Teenager survives 3,000ft
solo skydiving disaster

Liam Byrne (left), 18, who escaped with minor injuries after crash landing in a tree during a parachute jump.
Liam Byrne (left), 18, who escaped with minor injuries after crash landing in a tree during a parachute jump.

A DONCASTER student who crash landed into a tree after complications during a 3,000ft parachute jump has spoken about his near-death experience.

Lucky Liam Byrne, 18, of Butten Meadow, Austerfield, miraculously escaped with just cuts and bruises after becoming entangled in the parachute during his first ever sky diving experience.

Liam narrowly missed a church graveyard and metal fence as he plummeted to the ground during his first ever solo parachute jump.

Speaking to the Free Press, Liam, who is currently studying English Literature at Northumbria University, said: “I don’t think it’s really sunk in how bad things could’ve been.

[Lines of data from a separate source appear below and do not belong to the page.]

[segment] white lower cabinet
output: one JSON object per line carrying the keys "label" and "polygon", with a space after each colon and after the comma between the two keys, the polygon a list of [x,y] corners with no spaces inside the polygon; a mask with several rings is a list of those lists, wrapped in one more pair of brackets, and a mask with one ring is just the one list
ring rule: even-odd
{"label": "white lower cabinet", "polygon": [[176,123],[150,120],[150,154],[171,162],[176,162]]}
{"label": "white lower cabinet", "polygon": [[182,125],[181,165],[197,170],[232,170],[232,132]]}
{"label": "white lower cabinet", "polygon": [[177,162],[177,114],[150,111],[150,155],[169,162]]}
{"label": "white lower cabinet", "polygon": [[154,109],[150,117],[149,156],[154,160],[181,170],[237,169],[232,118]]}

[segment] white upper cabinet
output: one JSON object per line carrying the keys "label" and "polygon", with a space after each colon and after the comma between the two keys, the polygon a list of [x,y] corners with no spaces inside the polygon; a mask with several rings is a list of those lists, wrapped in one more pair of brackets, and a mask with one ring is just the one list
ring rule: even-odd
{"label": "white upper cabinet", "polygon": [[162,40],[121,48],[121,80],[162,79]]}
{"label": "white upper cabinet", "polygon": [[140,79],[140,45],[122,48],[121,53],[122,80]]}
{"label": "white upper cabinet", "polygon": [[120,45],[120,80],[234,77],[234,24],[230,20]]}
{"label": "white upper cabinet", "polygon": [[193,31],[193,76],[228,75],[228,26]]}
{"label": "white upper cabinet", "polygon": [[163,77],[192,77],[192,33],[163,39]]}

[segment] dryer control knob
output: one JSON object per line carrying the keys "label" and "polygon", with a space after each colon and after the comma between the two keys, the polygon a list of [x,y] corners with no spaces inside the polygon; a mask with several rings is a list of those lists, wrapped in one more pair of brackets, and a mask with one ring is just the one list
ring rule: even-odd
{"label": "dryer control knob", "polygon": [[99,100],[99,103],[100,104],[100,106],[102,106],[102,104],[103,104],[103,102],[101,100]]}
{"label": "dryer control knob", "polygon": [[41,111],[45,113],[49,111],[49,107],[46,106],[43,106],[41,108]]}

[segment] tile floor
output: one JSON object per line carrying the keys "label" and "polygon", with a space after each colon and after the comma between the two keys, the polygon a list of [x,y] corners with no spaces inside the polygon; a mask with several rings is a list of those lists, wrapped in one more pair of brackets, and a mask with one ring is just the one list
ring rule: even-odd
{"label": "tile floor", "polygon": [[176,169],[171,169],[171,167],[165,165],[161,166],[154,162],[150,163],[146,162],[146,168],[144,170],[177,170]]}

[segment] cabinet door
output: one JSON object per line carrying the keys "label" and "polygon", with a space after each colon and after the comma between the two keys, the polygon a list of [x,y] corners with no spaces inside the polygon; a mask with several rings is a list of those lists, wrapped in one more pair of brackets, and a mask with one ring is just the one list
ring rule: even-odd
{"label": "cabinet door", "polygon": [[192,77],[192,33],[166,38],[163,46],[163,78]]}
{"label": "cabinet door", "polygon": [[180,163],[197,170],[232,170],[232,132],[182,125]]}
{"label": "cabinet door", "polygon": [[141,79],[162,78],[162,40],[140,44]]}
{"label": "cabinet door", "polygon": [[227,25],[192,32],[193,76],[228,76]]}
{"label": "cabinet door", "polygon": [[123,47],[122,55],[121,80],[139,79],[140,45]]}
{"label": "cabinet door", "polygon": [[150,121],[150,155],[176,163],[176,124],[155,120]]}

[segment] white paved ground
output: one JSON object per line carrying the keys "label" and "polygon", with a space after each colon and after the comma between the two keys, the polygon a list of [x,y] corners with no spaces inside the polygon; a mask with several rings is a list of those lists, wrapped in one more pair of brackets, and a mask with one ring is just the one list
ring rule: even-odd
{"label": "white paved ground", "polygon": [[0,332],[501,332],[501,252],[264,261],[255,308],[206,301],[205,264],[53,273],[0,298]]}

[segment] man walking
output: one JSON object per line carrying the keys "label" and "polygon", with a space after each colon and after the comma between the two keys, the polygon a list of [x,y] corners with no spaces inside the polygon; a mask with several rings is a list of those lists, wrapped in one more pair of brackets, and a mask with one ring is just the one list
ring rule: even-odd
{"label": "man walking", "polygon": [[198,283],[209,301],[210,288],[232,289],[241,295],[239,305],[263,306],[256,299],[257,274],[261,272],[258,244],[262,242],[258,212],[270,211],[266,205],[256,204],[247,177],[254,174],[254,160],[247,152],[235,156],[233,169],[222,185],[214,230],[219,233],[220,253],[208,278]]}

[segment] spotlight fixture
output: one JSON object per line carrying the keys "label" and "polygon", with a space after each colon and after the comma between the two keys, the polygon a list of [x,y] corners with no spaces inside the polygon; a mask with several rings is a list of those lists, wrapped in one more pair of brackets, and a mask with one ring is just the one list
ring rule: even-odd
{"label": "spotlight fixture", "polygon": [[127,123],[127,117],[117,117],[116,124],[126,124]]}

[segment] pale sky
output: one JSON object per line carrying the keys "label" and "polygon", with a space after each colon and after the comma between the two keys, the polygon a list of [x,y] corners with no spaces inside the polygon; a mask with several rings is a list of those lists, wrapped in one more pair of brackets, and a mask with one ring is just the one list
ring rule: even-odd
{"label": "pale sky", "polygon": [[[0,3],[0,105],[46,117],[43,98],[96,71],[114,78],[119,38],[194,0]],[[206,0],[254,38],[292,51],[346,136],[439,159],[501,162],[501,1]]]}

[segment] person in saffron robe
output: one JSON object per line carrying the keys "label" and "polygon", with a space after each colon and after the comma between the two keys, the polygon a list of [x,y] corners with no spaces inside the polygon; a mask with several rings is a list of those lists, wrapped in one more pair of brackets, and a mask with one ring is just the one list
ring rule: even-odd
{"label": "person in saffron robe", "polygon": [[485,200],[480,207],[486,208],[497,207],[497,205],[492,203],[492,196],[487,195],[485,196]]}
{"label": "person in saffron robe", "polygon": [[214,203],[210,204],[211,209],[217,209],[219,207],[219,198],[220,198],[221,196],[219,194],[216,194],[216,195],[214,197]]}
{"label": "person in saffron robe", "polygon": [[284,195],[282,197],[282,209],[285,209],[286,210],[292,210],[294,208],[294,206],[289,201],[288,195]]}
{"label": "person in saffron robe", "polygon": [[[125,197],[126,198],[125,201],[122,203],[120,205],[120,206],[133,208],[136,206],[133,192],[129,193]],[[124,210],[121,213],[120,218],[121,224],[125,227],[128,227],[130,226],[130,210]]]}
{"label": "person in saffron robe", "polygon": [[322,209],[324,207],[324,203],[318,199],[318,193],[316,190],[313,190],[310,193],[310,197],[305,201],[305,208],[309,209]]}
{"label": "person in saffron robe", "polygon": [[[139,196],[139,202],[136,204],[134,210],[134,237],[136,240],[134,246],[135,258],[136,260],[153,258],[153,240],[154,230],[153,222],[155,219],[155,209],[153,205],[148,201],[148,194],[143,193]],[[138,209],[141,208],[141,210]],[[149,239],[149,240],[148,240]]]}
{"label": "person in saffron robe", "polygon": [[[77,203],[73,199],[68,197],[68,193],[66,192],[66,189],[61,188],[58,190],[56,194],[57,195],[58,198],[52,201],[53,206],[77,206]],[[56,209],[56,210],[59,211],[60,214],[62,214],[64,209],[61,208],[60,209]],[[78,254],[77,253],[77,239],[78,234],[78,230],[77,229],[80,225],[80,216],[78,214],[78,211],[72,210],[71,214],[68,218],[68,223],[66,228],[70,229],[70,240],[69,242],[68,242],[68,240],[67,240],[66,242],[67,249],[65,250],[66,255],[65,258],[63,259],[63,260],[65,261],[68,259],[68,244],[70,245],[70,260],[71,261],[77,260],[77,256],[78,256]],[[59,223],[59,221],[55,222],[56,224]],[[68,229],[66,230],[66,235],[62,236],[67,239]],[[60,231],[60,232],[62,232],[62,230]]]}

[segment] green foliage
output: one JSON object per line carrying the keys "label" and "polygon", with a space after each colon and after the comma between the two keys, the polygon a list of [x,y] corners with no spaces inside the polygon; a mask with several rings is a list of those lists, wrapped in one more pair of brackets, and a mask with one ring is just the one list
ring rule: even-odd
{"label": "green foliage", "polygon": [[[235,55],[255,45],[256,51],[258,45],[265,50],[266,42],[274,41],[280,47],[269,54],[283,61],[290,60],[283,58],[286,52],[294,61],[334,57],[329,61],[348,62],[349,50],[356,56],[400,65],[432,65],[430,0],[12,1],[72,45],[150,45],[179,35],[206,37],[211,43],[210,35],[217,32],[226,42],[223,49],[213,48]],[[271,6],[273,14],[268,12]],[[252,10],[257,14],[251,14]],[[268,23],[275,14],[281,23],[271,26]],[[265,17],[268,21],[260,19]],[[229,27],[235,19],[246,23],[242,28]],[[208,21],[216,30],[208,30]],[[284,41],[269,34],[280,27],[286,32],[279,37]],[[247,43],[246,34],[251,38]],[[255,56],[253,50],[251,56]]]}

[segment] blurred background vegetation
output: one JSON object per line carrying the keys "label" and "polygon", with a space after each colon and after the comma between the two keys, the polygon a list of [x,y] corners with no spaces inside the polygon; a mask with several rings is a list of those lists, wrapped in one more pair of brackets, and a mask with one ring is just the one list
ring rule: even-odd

“It all happened so quickly, I had no control, I didn’t really realise what was happening, it was only when I saw everyone’s face who had watched me and spoke to them that I realised how bad it was and that I was lucky to be here.”

But the plucky student has vowed to give it another go and is already planning another jump.

“This was something that I really wanted to get into so I think the best thing to do is get straight back on it, nothing like this can happen to me again, surely, well at least I hope not.”

Liam had recently joined the Northumbria University Parachute Club and was jumping at the Peterlee Parachute Centre in County Durham when the incident happened on Saturday.

The student described how the chute deployed automatically but got entangled in his arm and then, after instructors used a radio to tell him to deploy his second chute, that got tangled up with the first.

Liam performed the emergency procedures and tried to get rid of the main parachute but could not regain control.

He added: “Both parachutes were open but only one had inflated and was tangled, I was spinning out of control.”

Ian Rosenvinge, who runs the Peterlee Parachute Centre said that Mr Byrne had done a six to eight-hour training course before the jump but had failed to adopt the arched position he needed to be in to move away from the parachute causing him to get tangled in it.

He added: “We are very pleased that he escaped with minor injures, he is very lucky, it is extremely rare for incidents like this to occur

“Credit to him that he wants to give it another go.”